Deep learning is a powerful machine learning paradigm that involves deep neural network architectures, and is capable of extracting high-level representations from multi-dimensional sensory data. Such high-level representations are essential for many intelligence related tasks, including visual recognition, speech perception, and language understanding. In this talk, I first give an overview of deep learning and its applications in computer vision and visual perception. Then I present one of the deep learning projects for visual intelligence carried out in my research group. This project addresses scene labeling, which is also known as semantic scene segmentation. It is one of the most fundamental problems in computer vision, and refers to associating every pixel in an image with a semantic object category label, such as `building’, `car’, and `table’. High-quality scene labeling can be beneficial to many intelligent tasks, including robot task planning, pose estimation, context-based image retrieval, and automatic photo adjustment. Our project focuses on semantic labeling of RGB-D scenes, and generates pixel-wise and fine-grained label maps from simultaneously sensed photometric (RGB) and depth channels. Specifically, we tackle this problem by i) developing a novel Long Short-Term Memorized Context Fusion (LSTM-CF) model that captures image contexts from a global perspective and deeply fuses contextual information from multiple sources (i.e. photometric and depth channels), and ii) incorporating this model into deep convolutional neural networks (CNNs) for end-to-end training. It has been demonstrated on the large-scale SUNRGBD benchmark and the canonical NYUDv2 benchmark that our method outperforms existing state-of-the-art methods. In addition, it has been found that our scene labeling results can be leveraged to improve the ground-truth annotations of newly captured RGB-D images in the SUNRGBD dataset.

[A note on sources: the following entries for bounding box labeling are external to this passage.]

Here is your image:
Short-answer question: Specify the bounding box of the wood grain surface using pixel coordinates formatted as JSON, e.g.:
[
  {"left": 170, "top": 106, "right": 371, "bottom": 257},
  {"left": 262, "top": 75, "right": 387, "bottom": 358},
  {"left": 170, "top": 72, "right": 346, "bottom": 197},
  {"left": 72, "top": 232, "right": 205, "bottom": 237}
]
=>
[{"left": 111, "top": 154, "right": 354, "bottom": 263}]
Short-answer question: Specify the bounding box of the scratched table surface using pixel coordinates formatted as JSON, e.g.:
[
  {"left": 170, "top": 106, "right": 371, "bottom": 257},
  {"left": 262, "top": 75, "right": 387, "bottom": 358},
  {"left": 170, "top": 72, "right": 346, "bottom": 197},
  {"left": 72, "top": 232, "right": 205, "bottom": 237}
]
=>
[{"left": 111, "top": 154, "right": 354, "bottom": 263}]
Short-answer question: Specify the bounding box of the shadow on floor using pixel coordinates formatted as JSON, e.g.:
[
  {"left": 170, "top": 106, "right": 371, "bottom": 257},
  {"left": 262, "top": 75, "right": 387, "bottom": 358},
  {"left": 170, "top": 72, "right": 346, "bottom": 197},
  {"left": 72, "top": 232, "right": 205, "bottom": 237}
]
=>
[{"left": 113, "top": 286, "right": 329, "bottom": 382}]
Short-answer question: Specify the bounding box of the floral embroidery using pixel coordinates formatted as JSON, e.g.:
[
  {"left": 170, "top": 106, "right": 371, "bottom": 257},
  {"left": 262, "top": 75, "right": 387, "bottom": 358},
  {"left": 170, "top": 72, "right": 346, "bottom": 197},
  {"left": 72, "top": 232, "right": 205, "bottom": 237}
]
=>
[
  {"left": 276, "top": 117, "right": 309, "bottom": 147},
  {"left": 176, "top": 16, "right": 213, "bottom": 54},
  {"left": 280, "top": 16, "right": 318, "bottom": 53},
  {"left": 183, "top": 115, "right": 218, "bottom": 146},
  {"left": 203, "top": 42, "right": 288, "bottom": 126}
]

Professor Yu received his PhD degree in computer science from University of California, Berkeley in 2000. He also holds a MS degree in applied mathematics and a BE degree in computer science and engineering from Zhejiang University. He was first a tenure-track then a tenured professor at University of Illinois, Urbana-Champaign for more than ten years, and a visiting researcher at Microsoft Research Asia during 2001 and 2008.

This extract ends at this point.